File this one under “things not going as planned”, SpaceX announced at a recent conference that the planned Crewed Dragon vehicle (also known as Dragon V2) which will be used for SpaceX launched manned missions to the International Space Station and also as part of their planned Mars missions will no longer use propulsive landings – that is, the vehicle will not land using special engines on the vehicle itself to come to a powered landing as originally planned. Instead, the old parachute into water landing method is what Dragon V2 will do, at least for the foreseeable future, whenever it actually does begin flying.
https://spaceflightnow.com/2017/07/19/propulsive-landings-nixed-from-spacexs-dragon-spaceship/
If you think about how the Apollo Lunar Module landed on the Moon, then the idea Dragon V2 was going to use makes total sense, and was actually one of the most sane sounding propositions from SpaceX! Hell, the idea works, in practice, amazingly, for the Falcon 9 boosters that the damned Dragon launches on, why then wouldn’t it work out well for the crew vehicle?
Elon hasn’t said directly, but I do feel that if they canceled this element of Dragon V2, that they did it after feeling certain it was better to nix it (if only for now) than to go with it as a mandatory feature.
That, however, says quite a bit about how the plans of SpaceX are not necessarily reality – this also effectively puts the Mars-landing version of Dragon, known as the “Red Dragon” into purgatory, as this was how it was to land on Mars.
Dragon will be keeping the engines on the crew module itself, something I think it somewhat risky to do (I’d prefer them on the “trunk” much like how the Service Propulsion System was on the Service Module of the Apollo Spacecraft) but I don’t object outright to the idea, I only would have done it a more traditional way – major rocket motors right next to the crew just seems risky to me, but then again the entire Space Shuttle worked on a similar principle, so, eh…

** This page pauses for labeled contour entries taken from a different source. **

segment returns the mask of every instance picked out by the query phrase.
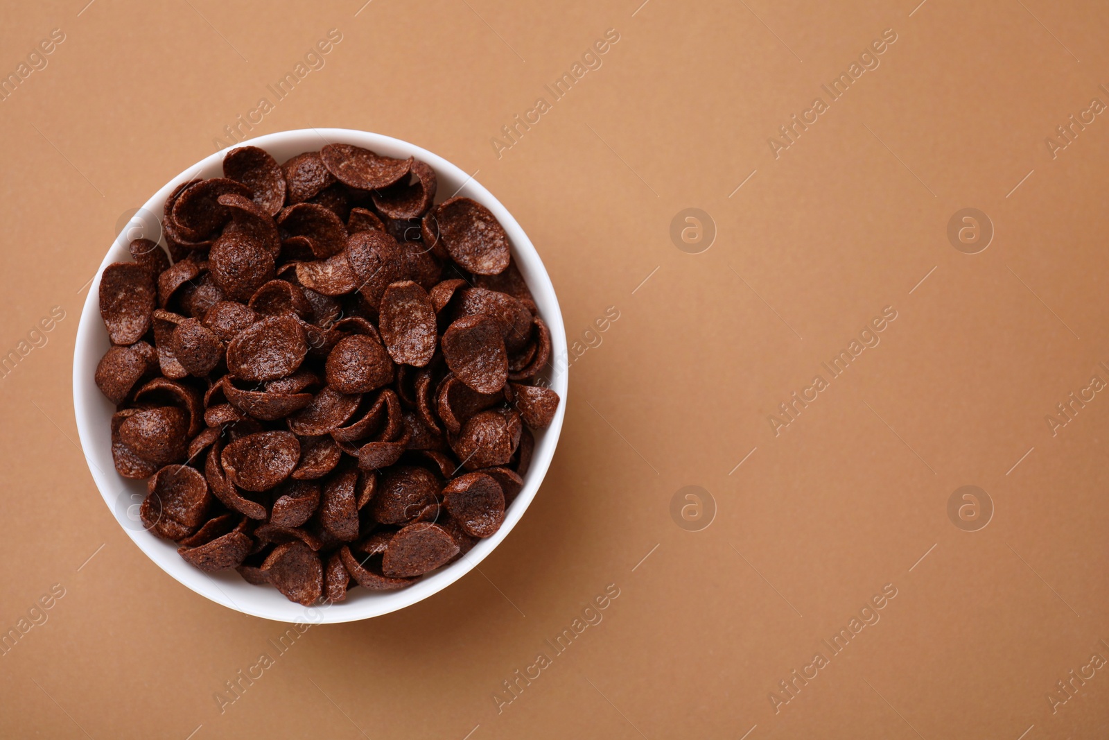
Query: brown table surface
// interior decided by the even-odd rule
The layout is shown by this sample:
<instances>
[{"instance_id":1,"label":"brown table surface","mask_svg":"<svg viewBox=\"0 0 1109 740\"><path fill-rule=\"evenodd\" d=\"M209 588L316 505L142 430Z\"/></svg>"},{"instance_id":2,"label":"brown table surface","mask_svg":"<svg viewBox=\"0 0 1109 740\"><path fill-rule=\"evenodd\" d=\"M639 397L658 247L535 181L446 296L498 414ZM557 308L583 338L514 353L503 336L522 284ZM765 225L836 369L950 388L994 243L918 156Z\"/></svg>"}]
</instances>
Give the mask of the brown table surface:
<instances>
[{"instance_id":1,"label":"brown table surface","mask_svg":"<svg viewBox=\"0 0 1109 740\"><path fill-rule=\"evenodd\" d=\"M0 10L0 734L1106 737L1109 7L917 1ZM129 540L71 395L121 215L252 115L476 171L580 354L497 551L284 651Z\"/></svg>"}]
</instances>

Back on point though, this change after it being such a focus of Dragon V2 shows that not every plan SpaceX has comes to pass as intended, if even at all. The company isn’t perfect, and no matter how much you may like an idea they have, it doesn’t mean it will actually happen, unlike how the “cult of SpaceX” seems to think everything they do will work exactly as marketed. To think such is insane.